A way forward for the performing arts
There aren’t many sectors that have been hit harder by COVID-19 than the arts. In a previous bulletin, we looked at how one enterprising gallery – Hastings Contemporary – found ways to stay visible and solvent thanks to a robot and the support of a famous artist.
But for performing arts organisations there are no such options. There is no escaping the stark fact that the doors of theatres and concert halls will have to remain shut for some time, despite the slow reawakening of other sectors all around them. From Glastonbury to Glyndebourne, the West End to regional repertory companies, numerous arts organisations have been forced into a prolonged furloughed hibernation.
With most venues requiring 70% occupancy or more to break even – some smaller venues struggle to make ends meet with a full house – the idea of socially distant performances is a non-starter for almost everyone. Of the approximately 700,000 people employed by the arts and recreation sectors, around half have been furloughed, according to the government’s own figures. But with the furlough scheme due to close on 31 October and no imminent prospect of most venues being able to open, the crisis seemed certain to enter a dark new phase – an ITV News survey suggested that more than 97% of venues faced permanent closure.
Charlotte Jones, CEO of the Independent Theatre Council (ITC), which acts as a management association for around 550 performing arts organisations across the UK, says the financial risk isn’t evenly spread. She says: “Quite often, it’s the smallest organisations that carry a disproportionate share of the risk. If you take a classic tour of a new play, the chances are it will take in a range of venues, some of which will be prepared to share the risk burden by sharing box office but others will insist on the touring company hiring the venue or taking the lion’s share of revenues. Quite a few companies are expected to take the full cost of cancellation. And that can be ruinous.”
Rishi to the rescue?
Into this existential crisis on 5 July stepped the UK government with a huge £1.57bn bailout package described by Chancellor Rishi Sunak as the biggest-ever single investment in UK culture. The Chancellor said: “We’re giving them the vital cash they need to safeguard their survival, helping to protect jobs and ensuring that they can continue to provide the sights and sounds that Britain is famous for.”
But is that true? Will the bailout go far enough and what can struggling arts organisations do to safeguard their future?
Charlotte believes the performing arts are, to an extent, a victim of their own success. She says: “Most of our members are touring companies and over the years they have been expected to make more and more of the money they need to survive from earned income rather than funding. And they’ve done that incredibly successfully. But as this crisis shows, when their source of revenue dries up they are incredibly exposed.”
Many arts organisations are effectively still on ice, according to Charlotte, surviving on the furlough scheme while they monitor developments. She says it’s still unclear what effect the imminent end of the scheme and the bailout money will have. She says: “It sounds like a lot of money but this is a massive sector so it will need to be spread relatively thinly. The government has given the money to bodies such as the Arts Council to administer and it’s still unclear how it’s going to be used. Is it going to be compensation for lost income or will it be used in a more strategic and forward-looking way to help rebuild the sector and protect its future? We just don’t know yet so we’re in this tantalising but also very weird, unnerving period.”
Amid all this uncertainty, Charlotte sees signs of hope. She says: “People are experimenting. If they can’t make money they’re looking for ways just to stay visible.

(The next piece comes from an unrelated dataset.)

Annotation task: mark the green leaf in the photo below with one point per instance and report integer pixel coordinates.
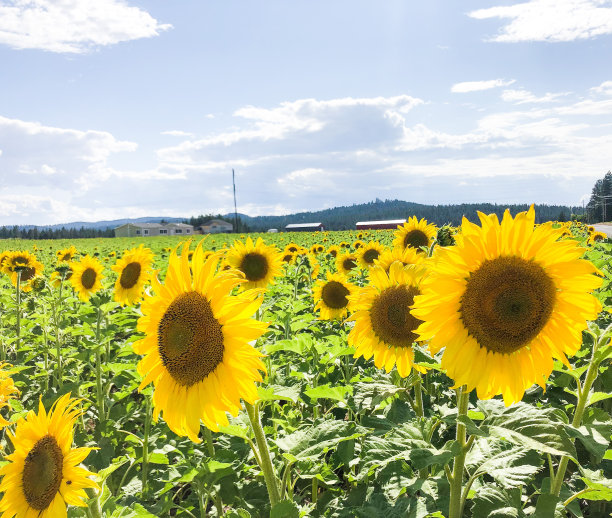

There’s one Liverpool company called 20 Stories High that’s turning up on the doorsteps of people who are shielding from the virus and performing quick ten-minute pieces of interactive theatre that help people to feel connected again. I spoke to a dance company that’s been working with schools online, and another rural theatre company that’s created cabaret-style events to enable social distancing.”
Charlotte says it’s time to think outside the box. She says: “The key is to think creatively and differently – and not to rule anything out. We must all be prepared to investigate completely different business models and ways of working.
“It’s a good time for arts organisations to revisit their fundamental values and reconnect with what they’re here to do. I believe boards have a vital role to play in this process. This is a time for focused, measured practical leadership.
“Most arts organisations don’t exist to make money. They fulfil an important role. Theatre in particular brings people together; it’s all about the shared experience. It connects people and helps us all to make sense of a confusing world. We’ve never needed it more.”